As you can see from this example, having an API by no means qualifies the organization as being tech-driven. The technology mindset has to be adopted wholesale, or it is unlikely to be as fruitful as expected.
The platform narrative is more subtle, and thus gets obscured or misinterpreted in this API building frenzy. As we have discussed before on this blog, a platform is a set of tools that can be used to build new products and experiences. While APIs are critical to the platform journey (as the means to accessing the platform), a set of APIs is by no means a guarantee of platform architecture. A platform is more than a set of APIs.
By themselves, APIs are a one-way street. We have certain capabilities, that we allow some external agencies to access. An API, in this sense, in a sales funnel for our core business. While this allows others to access our core product, a platform offers far deeper modes of co-operation that an API does. This is because platforms offer the opportunity for organization to partner with each other at every step of every business process. While APIs limit interactions to the edge of the system (an existing end-user functionality becomes accessible over an API), a platform approach would open up the systems in a way that allows organization to easily hook into each other’s decision making processes, leverage each other’s capabilities more deeply, and create business value at the core of the business. This is done by integrating APIs from different organizations into a continuous chain of business decisions and resultant actions.
As Fig-2 shows, platform architecture actually externalizes the organization itself (or vice-versa, depends on how. you want to look at it) from the technical capabilities, thereby freeing all decisions to choose the best option from the entire eco-system with equal ease. The business processes of the organization can now use what was built by the internal teams, or easily bring in the technical capabilities of partner organizations to fill a gap in the value creation process.
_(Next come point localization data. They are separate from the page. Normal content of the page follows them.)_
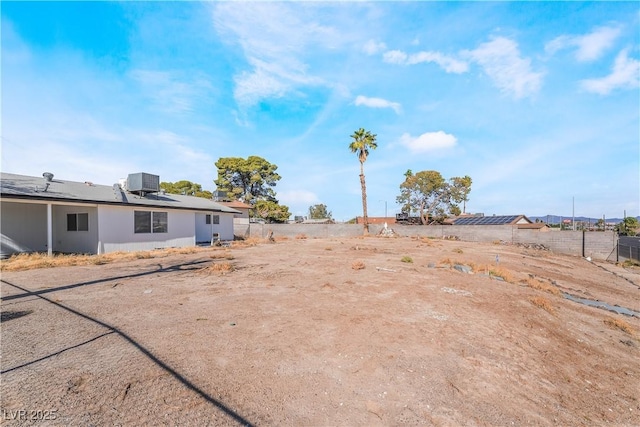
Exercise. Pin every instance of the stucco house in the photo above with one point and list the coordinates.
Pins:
(47, 214)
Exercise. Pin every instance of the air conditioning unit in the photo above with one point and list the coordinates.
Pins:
(140, 183)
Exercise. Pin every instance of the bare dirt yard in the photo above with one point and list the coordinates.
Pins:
(323, 332)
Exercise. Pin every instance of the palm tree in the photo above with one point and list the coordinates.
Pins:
(363, 141)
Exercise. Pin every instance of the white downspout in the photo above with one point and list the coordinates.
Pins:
(49, 230)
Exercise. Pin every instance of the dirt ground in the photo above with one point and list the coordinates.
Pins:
(323, 332)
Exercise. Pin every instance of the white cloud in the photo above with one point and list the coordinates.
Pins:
(297, 197)
(372, 47)
(501, 61)
(430, 141)
(447, 63)
(168, 92)
(377, 103)
(274, 37)
(589, 46)
(395, 57)
(625, 74)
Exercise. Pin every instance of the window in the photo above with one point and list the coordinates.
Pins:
(78, 222)
(160, 223)
(144, 220)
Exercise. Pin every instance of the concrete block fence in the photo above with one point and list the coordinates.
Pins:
(598, 245)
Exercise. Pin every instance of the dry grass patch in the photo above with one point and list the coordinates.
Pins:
(448, 261)
(619, 324)
(501, 272)
(218, 268)
(543, 303)
(222, 255)
(358, 265)
(22, 262)
(542, 286)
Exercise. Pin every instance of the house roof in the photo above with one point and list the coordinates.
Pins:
(33, 188)
(236, 204)
(492, 220)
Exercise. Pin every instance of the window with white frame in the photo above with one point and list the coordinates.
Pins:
(78, 222)
(150, 222)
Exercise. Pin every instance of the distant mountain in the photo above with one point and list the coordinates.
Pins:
(557, 219)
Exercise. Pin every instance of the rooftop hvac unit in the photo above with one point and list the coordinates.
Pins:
(219, 195)
(140, 183)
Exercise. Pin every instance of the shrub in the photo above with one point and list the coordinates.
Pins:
(619, 324)
(358, 265)
(543, 303)
(501, 272)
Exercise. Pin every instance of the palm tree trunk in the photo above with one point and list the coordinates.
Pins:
(365, 218)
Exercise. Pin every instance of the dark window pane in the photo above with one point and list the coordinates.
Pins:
(72, 223)
(160, 222)
(83, 222)
(142, 222)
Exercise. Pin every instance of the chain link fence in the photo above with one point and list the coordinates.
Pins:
(629, 247)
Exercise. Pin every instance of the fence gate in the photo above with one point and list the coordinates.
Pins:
(629, 247)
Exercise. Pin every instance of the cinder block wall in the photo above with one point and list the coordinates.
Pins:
(598, 245)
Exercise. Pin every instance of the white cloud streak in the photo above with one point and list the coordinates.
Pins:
(168, 92)
(500, 58)
(372, 47)
(274, 39)
(624, 75)
(377, 103)
(427, 142)
(447, 63)
(589, 47)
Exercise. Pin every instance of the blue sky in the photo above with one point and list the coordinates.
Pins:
(539, 102)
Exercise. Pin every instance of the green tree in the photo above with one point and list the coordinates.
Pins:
(271, 211)
(187, 188)
(319, 211)
(430, 195)
(363, 141)
(628, 227)
(249, 179)
(462, 187)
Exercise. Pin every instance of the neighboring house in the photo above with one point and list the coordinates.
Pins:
(54, 215)
(377, 219)
(242, 217)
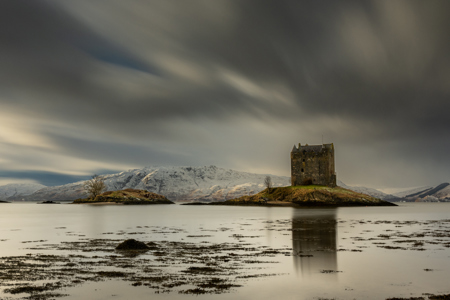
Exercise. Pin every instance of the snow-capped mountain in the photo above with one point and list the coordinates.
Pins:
(208, 183)
(440, 192)
(369, 191)
(18, 190)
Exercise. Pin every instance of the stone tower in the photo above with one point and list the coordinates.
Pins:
(313, 165)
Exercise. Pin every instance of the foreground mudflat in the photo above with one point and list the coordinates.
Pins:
(223, 252)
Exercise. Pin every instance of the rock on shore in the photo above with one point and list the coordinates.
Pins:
(127, 196)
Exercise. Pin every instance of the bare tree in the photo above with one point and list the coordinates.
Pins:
(268, 182)
(94, 186)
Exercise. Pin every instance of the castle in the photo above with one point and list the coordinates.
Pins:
(313, 165)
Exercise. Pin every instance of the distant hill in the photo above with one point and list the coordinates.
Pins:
(208, 183)
(437, 193)
(18, 190)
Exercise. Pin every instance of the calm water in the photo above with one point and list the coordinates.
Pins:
(343, 253)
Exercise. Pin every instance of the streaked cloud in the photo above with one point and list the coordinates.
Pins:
(96, 85)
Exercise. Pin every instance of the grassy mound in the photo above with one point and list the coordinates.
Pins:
(127, 196)
(310, 195)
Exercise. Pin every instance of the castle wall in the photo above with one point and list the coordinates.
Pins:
(313, 165)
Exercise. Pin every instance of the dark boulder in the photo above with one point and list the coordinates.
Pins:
(132, 244)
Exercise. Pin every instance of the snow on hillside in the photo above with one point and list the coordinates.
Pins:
(19, 189)
(412, 191)
(208, 183)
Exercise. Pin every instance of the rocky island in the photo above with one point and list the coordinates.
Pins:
(307, 195)
(127, 196)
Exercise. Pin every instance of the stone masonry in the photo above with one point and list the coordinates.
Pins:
(313, 165)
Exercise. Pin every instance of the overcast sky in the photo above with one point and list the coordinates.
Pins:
(108, 85)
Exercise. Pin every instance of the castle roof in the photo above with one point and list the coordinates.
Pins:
(312, 148)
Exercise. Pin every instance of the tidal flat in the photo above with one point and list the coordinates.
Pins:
(69, 252)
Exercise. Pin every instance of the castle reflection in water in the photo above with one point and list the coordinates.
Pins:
(314, 241)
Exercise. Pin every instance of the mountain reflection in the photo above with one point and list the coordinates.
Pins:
(314, 241)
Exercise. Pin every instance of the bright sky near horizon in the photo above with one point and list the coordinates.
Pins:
(108, 85)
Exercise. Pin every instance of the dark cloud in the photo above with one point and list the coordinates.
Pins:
(166, 82)
(45, 178)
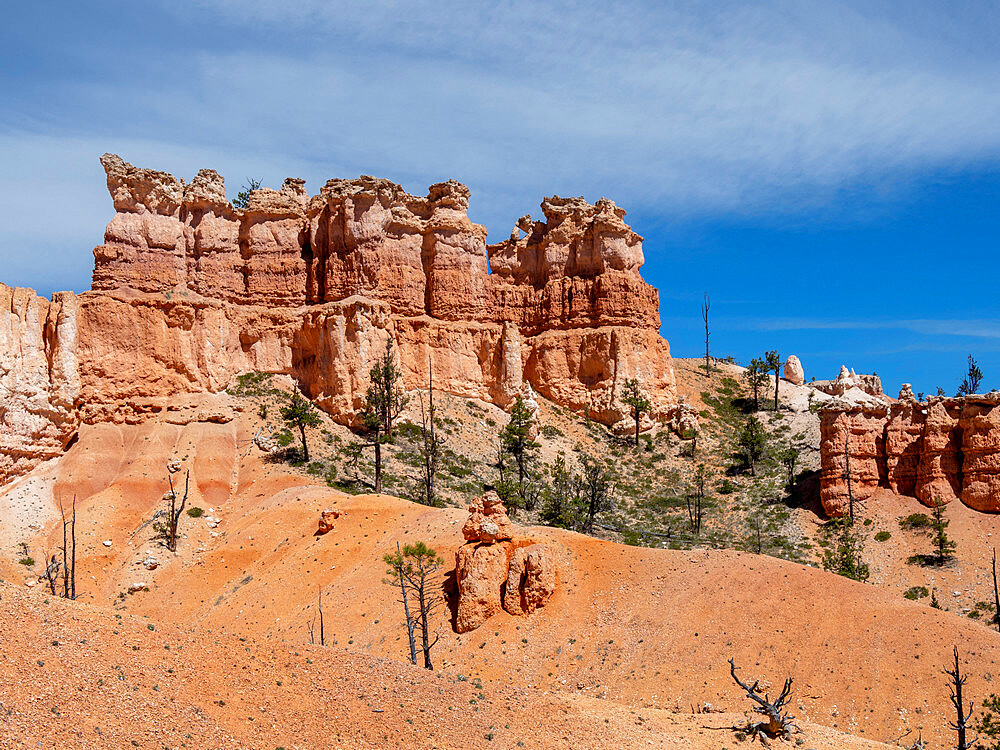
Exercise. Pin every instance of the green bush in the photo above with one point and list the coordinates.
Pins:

As some of you may have noticed, this is very similar to how we can build systems “inside” a platform organization by stitching APIs from different teams into end to end business processes. This is yet another way to understand why I think that there are no “internal” platforms. Platform architecture and processes are inherently externalizable – always ready to be deployed in a context other than the one in which they were originally developed.
Over and above the useful capabilities it offers its users, a platform is the set of control structures required of operate the platform smoothly and prevent abuse. It is backed by an organizational structure and processes which focusses on creating and capturing economic value by empowering others, and it is the platform owner’s commitment to mutually beneficial exchange of capabilities in an eco-system. The APIs of a platform are explicitly designed for being used as building blocks for other things.
Similar arguments hold for team mind-set. Teams in platform-centric organization work HAVE to work with an enablement mindset of helping their customers build new things and exploiting any opportunities in the eco-system to best accomplish their respective missions. The technical architecture of the platform super-charges this mandate by making it extremely easy to collaborate technically. As a result, a team can work seamlessly with any internal or external teams without having to worry about playing technology gatekeeper or process policeman. Participating in the ecosystem becomes the default behaviour instead of being an exception.
An API, sadly, is just an API. It can be thought of as a product – useful within its own context, but ill-suited to the give and take of a dynamic eco-system. The API-is-platform fallacy is another instance of organizations falling for the hype surrounding platforms and trying to build one as cheaply as possible without understanding their true nature.